Fino a quaranta anni fa essere operai, essere donne significava l’incarnazione di uno stile di vita di cui andare orgogliosi, un modo speciale per soddisfare i propri desideri e bisogni. Qualcosa di ontologico ancor più che politico, una potenza affermativa che ha saputo strappare e determinare diritti fondamentali, prima che tutti diventassero borghesi e lo spirito di scissione s’illanguidisse nell'anestetica rincorsa collettiva ai consumi.
Se il desiderio è l’essenza attuale di una cosa, che cosa desiderano i precari oggi, e soprattutto come lo desiderano, in quali forme? Domanda ineludibile, perché “precariato” non denota più semplicemente una condizione di “lavoro atipico”, com’era agli inizi del XXI secolo (anni 1989-91: il Novecento, secolo brevissimo), bensì indica una particolare situazione esistenziale, affettiva, comunicativa etc. tendenzialmente permanente. Non è gavetta, è l'intera vita.

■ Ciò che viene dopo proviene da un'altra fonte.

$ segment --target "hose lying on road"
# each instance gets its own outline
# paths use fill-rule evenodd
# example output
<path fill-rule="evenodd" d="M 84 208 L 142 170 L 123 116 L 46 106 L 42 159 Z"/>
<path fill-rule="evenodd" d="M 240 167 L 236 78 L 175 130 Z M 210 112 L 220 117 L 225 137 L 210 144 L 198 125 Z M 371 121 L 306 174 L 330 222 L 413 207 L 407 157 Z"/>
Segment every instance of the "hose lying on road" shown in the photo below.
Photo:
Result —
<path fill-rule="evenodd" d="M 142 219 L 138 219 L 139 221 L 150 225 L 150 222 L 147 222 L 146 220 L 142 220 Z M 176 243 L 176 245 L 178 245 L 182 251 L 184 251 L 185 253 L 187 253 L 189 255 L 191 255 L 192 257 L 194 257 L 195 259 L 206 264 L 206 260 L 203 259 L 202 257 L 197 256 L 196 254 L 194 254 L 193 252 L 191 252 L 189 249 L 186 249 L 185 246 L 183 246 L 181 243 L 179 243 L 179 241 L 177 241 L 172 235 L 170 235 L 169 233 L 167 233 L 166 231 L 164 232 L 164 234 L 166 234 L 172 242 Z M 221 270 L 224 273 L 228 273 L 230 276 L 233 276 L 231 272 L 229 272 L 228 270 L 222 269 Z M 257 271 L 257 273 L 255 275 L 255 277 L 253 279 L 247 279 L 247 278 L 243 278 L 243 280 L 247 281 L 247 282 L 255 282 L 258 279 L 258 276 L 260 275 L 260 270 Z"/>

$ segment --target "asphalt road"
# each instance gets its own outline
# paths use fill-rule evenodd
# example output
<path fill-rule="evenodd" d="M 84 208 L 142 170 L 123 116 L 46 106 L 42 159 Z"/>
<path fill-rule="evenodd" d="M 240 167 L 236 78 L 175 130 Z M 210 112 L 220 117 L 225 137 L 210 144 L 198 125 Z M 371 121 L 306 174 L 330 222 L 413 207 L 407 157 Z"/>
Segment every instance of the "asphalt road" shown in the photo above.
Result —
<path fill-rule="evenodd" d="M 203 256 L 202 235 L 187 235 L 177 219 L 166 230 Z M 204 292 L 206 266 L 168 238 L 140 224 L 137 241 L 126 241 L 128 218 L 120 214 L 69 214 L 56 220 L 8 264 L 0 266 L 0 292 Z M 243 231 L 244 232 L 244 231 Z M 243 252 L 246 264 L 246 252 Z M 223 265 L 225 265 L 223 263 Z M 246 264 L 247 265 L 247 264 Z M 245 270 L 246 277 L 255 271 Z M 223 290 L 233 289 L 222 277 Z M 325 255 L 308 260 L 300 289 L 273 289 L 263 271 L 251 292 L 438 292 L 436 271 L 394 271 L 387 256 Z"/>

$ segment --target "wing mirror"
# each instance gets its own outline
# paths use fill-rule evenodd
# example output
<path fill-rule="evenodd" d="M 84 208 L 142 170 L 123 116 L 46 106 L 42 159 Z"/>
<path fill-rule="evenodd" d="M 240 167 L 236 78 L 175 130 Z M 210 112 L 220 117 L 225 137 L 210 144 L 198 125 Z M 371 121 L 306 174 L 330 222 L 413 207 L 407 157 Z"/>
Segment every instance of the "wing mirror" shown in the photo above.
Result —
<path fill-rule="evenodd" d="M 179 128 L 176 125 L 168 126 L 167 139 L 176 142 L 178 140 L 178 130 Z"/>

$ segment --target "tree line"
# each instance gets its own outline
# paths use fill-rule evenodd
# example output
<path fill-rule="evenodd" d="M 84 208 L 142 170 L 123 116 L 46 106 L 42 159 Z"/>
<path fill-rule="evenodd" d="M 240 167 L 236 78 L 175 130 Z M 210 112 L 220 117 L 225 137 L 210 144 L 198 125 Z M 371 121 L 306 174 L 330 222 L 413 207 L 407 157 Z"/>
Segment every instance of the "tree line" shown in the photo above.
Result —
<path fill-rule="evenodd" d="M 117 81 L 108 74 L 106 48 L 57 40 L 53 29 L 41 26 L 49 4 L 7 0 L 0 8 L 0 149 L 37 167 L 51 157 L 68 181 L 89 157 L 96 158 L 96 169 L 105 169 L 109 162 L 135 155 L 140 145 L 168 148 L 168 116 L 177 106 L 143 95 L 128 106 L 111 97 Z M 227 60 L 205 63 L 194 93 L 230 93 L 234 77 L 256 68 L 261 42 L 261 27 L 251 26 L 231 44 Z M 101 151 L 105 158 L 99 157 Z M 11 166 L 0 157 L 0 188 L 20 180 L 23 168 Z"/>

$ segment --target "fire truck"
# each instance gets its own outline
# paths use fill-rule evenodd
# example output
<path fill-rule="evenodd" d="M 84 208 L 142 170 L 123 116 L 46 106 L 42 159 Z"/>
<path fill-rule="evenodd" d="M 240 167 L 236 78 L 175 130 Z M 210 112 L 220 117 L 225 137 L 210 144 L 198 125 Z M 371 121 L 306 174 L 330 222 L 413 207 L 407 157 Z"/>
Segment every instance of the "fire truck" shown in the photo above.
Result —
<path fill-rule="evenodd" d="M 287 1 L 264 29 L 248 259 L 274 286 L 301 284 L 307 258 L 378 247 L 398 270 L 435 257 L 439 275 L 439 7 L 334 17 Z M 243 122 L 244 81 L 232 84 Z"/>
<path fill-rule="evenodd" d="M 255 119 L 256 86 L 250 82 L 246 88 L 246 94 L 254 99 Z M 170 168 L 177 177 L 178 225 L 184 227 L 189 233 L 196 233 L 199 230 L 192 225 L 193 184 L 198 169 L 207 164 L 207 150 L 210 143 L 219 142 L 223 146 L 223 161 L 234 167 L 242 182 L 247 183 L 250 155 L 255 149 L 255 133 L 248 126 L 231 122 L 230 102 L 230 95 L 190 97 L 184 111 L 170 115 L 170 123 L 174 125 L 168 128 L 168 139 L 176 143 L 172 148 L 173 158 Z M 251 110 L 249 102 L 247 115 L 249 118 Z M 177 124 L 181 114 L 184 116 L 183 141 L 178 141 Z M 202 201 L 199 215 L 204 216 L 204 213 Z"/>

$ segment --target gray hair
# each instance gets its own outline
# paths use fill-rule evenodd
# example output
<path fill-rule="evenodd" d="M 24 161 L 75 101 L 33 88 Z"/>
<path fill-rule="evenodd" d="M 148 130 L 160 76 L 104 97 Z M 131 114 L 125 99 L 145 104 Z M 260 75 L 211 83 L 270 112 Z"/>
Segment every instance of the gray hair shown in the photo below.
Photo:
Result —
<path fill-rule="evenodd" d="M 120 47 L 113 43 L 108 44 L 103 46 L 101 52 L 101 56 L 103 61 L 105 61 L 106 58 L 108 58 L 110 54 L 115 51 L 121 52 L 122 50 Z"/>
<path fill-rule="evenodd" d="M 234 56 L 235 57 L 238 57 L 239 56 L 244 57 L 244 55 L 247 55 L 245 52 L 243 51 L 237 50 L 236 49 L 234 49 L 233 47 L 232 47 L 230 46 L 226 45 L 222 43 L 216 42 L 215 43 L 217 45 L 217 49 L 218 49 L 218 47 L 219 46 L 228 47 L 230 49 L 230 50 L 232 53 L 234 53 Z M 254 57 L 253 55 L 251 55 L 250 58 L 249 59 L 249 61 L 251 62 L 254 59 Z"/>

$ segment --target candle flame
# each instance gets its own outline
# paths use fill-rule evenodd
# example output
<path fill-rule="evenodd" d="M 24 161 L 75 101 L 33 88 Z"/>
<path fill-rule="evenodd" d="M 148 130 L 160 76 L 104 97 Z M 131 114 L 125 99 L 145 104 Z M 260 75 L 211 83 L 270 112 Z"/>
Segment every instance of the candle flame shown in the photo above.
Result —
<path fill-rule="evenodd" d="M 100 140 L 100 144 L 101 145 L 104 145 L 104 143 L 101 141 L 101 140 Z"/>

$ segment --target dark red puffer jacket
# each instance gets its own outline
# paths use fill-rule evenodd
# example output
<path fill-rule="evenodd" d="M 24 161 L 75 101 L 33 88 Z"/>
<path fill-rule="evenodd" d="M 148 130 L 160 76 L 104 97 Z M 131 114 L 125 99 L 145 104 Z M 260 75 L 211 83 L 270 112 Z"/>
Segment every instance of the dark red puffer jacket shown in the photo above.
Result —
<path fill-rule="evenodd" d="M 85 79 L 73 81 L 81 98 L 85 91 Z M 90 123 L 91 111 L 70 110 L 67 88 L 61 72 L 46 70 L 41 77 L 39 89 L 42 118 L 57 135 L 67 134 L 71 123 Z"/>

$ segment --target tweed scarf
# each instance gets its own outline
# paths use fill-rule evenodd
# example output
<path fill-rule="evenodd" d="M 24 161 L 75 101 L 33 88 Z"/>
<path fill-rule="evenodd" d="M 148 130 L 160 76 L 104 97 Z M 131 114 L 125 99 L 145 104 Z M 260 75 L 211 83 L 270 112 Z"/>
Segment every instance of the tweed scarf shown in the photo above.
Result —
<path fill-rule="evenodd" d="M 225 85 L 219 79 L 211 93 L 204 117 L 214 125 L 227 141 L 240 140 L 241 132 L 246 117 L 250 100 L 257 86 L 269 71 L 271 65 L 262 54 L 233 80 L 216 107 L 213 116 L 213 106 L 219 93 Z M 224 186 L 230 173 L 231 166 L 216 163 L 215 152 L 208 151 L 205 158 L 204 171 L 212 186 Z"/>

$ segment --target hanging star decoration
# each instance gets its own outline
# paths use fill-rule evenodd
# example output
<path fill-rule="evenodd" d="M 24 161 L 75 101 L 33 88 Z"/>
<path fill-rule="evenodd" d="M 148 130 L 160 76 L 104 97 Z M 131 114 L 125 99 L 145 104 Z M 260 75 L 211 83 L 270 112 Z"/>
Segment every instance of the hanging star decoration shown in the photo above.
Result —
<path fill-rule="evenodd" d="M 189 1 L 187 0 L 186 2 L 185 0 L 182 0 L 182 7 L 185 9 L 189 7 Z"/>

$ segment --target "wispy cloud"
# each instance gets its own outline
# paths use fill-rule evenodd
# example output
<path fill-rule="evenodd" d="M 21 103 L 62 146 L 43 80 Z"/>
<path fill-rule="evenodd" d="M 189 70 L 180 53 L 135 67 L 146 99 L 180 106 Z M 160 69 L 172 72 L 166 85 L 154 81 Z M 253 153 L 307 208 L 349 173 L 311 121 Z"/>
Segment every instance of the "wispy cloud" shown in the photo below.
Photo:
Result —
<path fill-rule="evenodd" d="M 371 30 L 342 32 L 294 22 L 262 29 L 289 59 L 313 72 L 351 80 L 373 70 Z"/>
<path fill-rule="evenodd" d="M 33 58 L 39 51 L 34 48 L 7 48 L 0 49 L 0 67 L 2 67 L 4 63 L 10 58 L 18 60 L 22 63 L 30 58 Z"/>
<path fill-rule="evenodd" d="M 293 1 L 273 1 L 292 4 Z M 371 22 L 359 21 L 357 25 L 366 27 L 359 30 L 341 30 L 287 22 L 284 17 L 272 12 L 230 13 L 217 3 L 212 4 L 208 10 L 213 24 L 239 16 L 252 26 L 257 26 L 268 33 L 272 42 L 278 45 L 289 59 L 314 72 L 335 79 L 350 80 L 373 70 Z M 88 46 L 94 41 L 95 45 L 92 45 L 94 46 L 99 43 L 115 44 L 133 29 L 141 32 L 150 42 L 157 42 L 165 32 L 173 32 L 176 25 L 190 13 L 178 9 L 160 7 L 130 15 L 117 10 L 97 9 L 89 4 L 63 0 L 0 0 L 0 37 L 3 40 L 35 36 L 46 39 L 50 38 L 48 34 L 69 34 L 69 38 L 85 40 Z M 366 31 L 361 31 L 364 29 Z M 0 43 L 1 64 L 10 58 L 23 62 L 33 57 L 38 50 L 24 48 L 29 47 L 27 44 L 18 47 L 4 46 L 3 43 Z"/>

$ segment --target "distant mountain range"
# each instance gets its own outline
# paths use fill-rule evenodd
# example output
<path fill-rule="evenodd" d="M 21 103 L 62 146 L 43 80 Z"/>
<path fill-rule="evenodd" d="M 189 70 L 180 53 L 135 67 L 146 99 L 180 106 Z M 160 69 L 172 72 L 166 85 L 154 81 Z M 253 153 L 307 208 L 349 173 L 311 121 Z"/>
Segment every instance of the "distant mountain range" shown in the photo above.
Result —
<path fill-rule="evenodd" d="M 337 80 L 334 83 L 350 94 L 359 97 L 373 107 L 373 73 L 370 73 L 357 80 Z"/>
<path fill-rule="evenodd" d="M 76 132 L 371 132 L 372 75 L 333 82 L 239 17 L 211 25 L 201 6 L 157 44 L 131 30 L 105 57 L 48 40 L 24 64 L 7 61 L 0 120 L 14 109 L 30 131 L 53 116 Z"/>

È condizione dura e difficile, e noi non cessiamo di analizzarla e di denunciarla. Rifiutiamo però la definizione – tanto cara al paternalismo imbecille attecchito in casa PD e CGIL – di “soggetti deboli”, perché il lavoro – anche se sovente si sviluppa in contesti di miseria – non è debolezza né indigenza, ma forza materiale, gioiosa, creativa e resistente.
A noi piace lavorare. E poiché resistere – ne siamo persuasi – significa esistere diversamente, un’autentica pratica politica, proprio per l’autonomia attraverso cui eccede le abituali concezioni, costituisce differenza e non resta intrappolata nella fasulla alternativa dialettica/oppositiva che in Italia ha assunto – e continua ad assumere – le fattezze grottesche di un antiberlusconismo che parla lo stesso linguaggio del potere. Ineffettuale, sterile, improduttiva, pericolosa è infatti quella prassi uggiosa capace solo di opporre un contro-mood al mood dominante (come disse una volta Enrico Ghezzi). Tutto il sottobosco dell’antipolitica ne è impregnato.
Le idee che costruiamo e di cui ci appropriamo non costituiscono dunque una sovrastruttura orientata a determinare dogmaticamente le nostre condotte, al contrario le usiamo, le ibridiamo, ci giochiamo, perché il gioco – diversamente dal vile scherzo – è sempre cosa serissima.
Amen, my dear!
RispondiElimina"Ciao! Sono Pinco Pallino, e tu?"
"Minerva"
"E che lavoro fai Minerva?"
"Scrivo, faccio ricerca, insegno, giro documentari, traduco, organizzo iniziative ed eventi artistici e culturali."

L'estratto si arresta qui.